You do not want to be a patient in a hospital. One, it means you’re sick enough to need to be in a hospital, which is pretty sick. Two, we’ll make you feel much worse until you feel much better. If you do get admitted, please just expect the following to happen. If you’re in a teaching hospital, with attendings and residents and medical students, more of this may happen. Be prepared in advance, so that you don’t get all crabby when I try to be happy-nice medical student and ask you some questions. (I realize you probably don’t mean to take it out on me, and that I’m always trying to put on my nice-happy face so that you won’t want to take it out on me, but you’re probably tired and frustrated and you’d take it out on Mother Teresa (may she rest in peace) if she were in my place, too.)
- You will be poked and prodded, have your blood drawn–multiple times per day, from multiple arms and wrists.
- You will tell your story to at least three people–not uncommonly 8 or more–and you will get annoyed, because we will ask you the exact same questions over and over again.

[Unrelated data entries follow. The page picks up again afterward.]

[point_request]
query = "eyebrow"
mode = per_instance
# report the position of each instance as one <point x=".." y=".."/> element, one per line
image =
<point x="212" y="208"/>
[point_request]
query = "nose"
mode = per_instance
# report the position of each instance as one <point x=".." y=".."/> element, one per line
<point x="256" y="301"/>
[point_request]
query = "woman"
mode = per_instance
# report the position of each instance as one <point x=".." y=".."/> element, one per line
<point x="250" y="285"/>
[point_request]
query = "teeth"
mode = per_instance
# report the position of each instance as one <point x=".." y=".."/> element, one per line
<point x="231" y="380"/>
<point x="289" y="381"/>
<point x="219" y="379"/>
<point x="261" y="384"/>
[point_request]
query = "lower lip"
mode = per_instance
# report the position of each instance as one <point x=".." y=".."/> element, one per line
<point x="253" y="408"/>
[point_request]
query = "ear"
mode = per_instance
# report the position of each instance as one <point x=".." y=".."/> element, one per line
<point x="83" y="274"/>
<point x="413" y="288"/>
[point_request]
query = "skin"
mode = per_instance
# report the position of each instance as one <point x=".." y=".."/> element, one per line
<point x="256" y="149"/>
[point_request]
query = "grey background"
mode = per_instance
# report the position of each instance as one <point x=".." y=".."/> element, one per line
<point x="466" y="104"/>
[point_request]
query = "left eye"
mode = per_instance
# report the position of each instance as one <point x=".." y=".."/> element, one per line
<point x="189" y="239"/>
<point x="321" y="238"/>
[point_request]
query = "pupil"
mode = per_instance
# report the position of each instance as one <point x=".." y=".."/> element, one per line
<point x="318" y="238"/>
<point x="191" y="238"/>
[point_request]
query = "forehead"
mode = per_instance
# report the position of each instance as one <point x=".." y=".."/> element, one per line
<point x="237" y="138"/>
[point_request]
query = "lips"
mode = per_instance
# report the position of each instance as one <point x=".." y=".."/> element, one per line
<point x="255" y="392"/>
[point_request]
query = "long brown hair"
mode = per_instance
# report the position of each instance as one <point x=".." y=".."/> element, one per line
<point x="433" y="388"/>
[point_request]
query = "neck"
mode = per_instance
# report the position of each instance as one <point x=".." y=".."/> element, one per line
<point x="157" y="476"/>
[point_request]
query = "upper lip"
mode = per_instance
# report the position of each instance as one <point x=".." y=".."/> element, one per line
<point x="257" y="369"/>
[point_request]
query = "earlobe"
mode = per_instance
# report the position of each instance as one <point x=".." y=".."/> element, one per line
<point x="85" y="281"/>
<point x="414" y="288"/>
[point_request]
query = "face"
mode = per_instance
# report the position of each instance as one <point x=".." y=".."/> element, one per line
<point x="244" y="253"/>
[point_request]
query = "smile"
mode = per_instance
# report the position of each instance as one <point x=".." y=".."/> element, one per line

- You will not get any sleep; people will constantly be bothering you with questions, physical exams, or lab draws.
- You will be told lots of things, by lots of people, often things that use medical mumbo-jumbo. It will be confusing, probably–which test you’re getting, or what medicine you’re on. Many times people suck at explaining this stuff in normal terms, so please, please ask.

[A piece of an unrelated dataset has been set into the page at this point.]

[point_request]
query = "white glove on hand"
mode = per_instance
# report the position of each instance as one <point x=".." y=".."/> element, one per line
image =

- You may wet the bed, or defecate in your bed, and it may not be immediate that you get cleaned up.
- You may be in a room with a noisy neighbor, or worse, a demented one that sits in a chair all day with her legs wide open and up in the air, making high-pitched shrieking noises all day.
- You will probably smell, and when you do get washed up or get a sponge bath, it won’t be that fulfilling.

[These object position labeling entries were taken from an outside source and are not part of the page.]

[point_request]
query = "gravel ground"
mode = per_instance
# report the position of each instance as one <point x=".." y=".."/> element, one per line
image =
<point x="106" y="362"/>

- If you’re infected or contagious, people won’t want to touch you without gloves, and won’t enter a room with you without a mask. Necessary, but I’m sure isolating.
- If someone decides you’re “an interesting case,” or you have something about your body that is different or rare or special, you may be made to feel like an object as a doctor teaches using you as an example.
- Even if you’re not an interesting case, people may talk about your care with other team members like you’re not even there in the room, and many times, they will talk in medical code.
I’m not condoning this behavior or this system, but I’m saying often, it’s how it works. Many of the causes are medical–part of diagnosis or treatment–but others are political, legal, structural, academic, technologic and institutional in nature. We have a nursing shortage; we must teach future physicians; the law requires this; unions require that; paperwork must be done accordingly; technology is from the 1980s; there are limited resources available for health care. And on and on and on. If I could design the hospital system over again I would–and maybe I will when I’m older–but in 2006, this unfortunately may be your hospital experience.
Just more reason to stay healthy, eat well, exercise, and wash your hands, right?